Musical experiences come in all forms. Even infants and toddlers respond to music. Music lessons are different. They are best started after a child has heard music, moved and sang to music and have seen others play music. This is the musical “capital” that motivates them to learn it themselves.

Children go through important pre-training phases.

There are stages of development where children pretend to play music. This happens prior to age 5 and is an important stage that prepares their motivation to be able to really learn to play. We don’t want to disturb that important phase by forcing too much direction and focus prematurely.  As a child emerges out of that stage, they will be naturally ready to make meaningful, real music themselves. Because children develop at different rates, some older 4 year olds may be ready for structural learning, some 5 year olds may not be ready. But generally Childbloom students are 5-8 when they join. Those are great ages to start! And they can have success! So if your young ones seems interested in music, don’t worry about missing the opportunity to cultivate their interest. That window of interest  WILL NOT close as they age.

It is also never too old to take lessons. Studies in skill-mastery suggest that the biggest help towards skill development is having an accepted teacher that can give guidance and feedback.


Time or duration of practice is not as important as frequency of focused practice. If the practice is burdensome, the child will develop resistance. So for young children we recommend short practices, ending before the child gets tired. Learning studies show that there is a time limit to effective learning, anyway. So why push it?

Practice should be meaningful for the child. For young children the most meaningful thing is interacting with a parent. So parents must be present in the practice and engage with the child. The child will eventually outgrow direct parental coaching. At that point the role of the parent may just be in initiating the playing. Eventually the child will initiate it. Then they will have to learn efficient practice techniques. The Childbloom Program addresses the many issues parents and students face learning music through the monthly Childbloom Parent eNewsletter that all families receive.

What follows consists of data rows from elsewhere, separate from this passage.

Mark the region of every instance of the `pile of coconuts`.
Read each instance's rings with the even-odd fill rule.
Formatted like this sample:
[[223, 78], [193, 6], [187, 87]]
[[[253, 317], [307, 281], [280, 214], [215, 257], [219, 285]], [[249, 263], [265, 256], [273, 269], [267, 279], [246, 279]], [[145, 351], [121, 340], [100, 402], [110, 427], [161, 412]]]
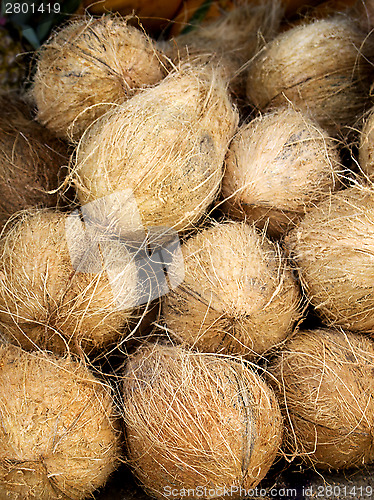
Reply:
[[126, 467], [239, 500], [374, 462], [362, 16], [75, 17], [0, 94], [1, 498], [100, 498]]

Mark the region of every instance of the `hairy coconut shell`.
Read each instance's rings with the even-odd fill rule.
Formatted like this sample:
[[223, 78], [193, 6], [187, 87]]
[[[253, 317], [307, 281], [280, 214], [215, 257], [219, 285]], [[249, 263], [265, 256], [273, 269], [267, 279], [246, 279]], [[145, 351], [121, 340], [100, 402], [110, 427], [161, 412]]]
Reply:
[[[9, 341], [25, 349], [97, 353], [128, 335], [131, 320], [138, 317], [120, 302], [122, 293], [136, 302], [137, 269], [126, 247], [114, 243], [106, 248], [111, 261], [119, 263], [121, 293], [109, 281], [101, 254], [101, 271], [73, 266], [68, 217], [54, 210], [21, 213], [3, 235], [0, 326]], [[78, 237], [78, 229], [69, 233], [70, 241]], [[90, 255], [96, 251], [88, 250]], [[82, 262], [84, 256], [82, 251]]]
[[371, 31], [374, 26], [374, 3], [372, 0], [365, 0], [353, 2], [350, 9], [350, 14], [360, 24], [362, 29], [367, 32]]
[[333, 330], [300, 331], [269, 370], [288, 416], [288, 451], [322, 469], [374, 460], [372, 341]]
[[31, 97], [43, 125], [78, 139], [113, 103], [164, 74], [151, 40], [125, 19], [76, 19], [42, 46]]
[[65, 144], [34, 122], [27, 104], [0, 93], [0, 226], [15, 212], [57, 205], [59, 171], [68, 162]]
[[279, 247], [254, 227], [217, 224], [188, 239], [182, 252], [184, 281], [163, 301], [179, 342], [253, 357], [292, 331], [301, 316], [299, 287]]
[[80, 500], [117, 468], [110, 390], [68, 359], [0, 346], [0, 497]]
[[374, 333], [374, 191], [352, 187], [332, 194], [286, 241], [325, 323]]
[[78, 198], [132, 189], [145, 226], [193, 228], [218, 194], [237, 122], [214, 72], [172, 73], [86, 131], [72, 172]]
[[282, 236], [327, 193], [339, 187], [336, 144], [292, 108], [243, 125], [225, 161], [222, 194], [233, 217]]
[[161, 42], [160, 47], [176, 63], [216, 65], [234, 93], [245, 96], [246, 63], [274, 38], [282, 14], [277, 0], [239, 5], [189, 33]]
[[252, 61], [247, 96], [259, 109], [292, 102], [330, 134], [352, 127], [369, 102], [374, 42], [335, 16], [278, 35]]
[[374, 109], [364, 123], [359, 148], [359, 164], [370, 180], [374, 179]]
[[128, 462], [156, 498], [165, 498], [167, 486], [249, 489], [275, 459], [282, 435], [278, 403], [239, 362], [145, 346], [128, 362], [123, 395]]

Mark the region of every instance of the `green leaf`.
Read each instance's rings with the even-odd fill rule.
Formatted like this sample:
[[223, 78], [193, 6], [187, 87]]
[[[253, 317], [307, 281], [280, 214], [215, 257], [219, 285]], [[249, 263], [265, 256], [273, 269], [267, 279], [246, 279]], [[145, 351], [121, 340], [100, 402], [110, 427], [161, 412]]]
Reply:
[[34, 49], [38, 49], [40, 47], [39, 38], [30, 26], [22, 28], [22, 36]]
[[181, 35], [190, 33], [190, 31], [195, 30], [197, 26], [202, 23], [212, 3], [213, 0], [204, 0], [204, 2], [195, 10], [193, 16], [188, 21], [188, 25], [181, 30]]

The online, Childbloom Learning Club, also makes practice easier by presenting short play-along videos that create technical skill quickly. This is a resource not offered by any music education program in the US. Any student can learn a lot in only a few minutes of focused practice with the Club.


We find that small group lessons, where kids aren’t lost and can have proper attention and correction, are much better than solo lessons for motivating the learning. The interactions that take place  with others – even with just one other classmate – create meaningful connections that don’t exist in a solo lesson. The group learning environment provides opportunities for “painless correction” as students initiate their own improvement in the social environment.

As the kids mature social interactions become richer and reinforce the student’s involvement in the lesson. The child-development scholar, Dr. Harold Grotevant,  characterized the Childbloom program structure as “individual attention in a low-pressure environment.” He experienced the Childbloom group structure with his child – and his grandchild!

Learning any musical instrument is essentially a solo activity. The Childbloom structure brings that solo work into a social environment with our small classes and performing groups. This makes the learning more meaningful to the ‘tween and teen. Consequently Childbloom students typically stick with it longer, they begin to build real skill that reinforces their motivation to travel deeper into the musical domain. In fact many of the ex-Childbloom students still play as adults!

Private lessons are valuable to advanced students, students above the age of 16, or students with learning or social difficulties. For younger kids, most private lessons should be short to match their attention span and minimize learning-stress.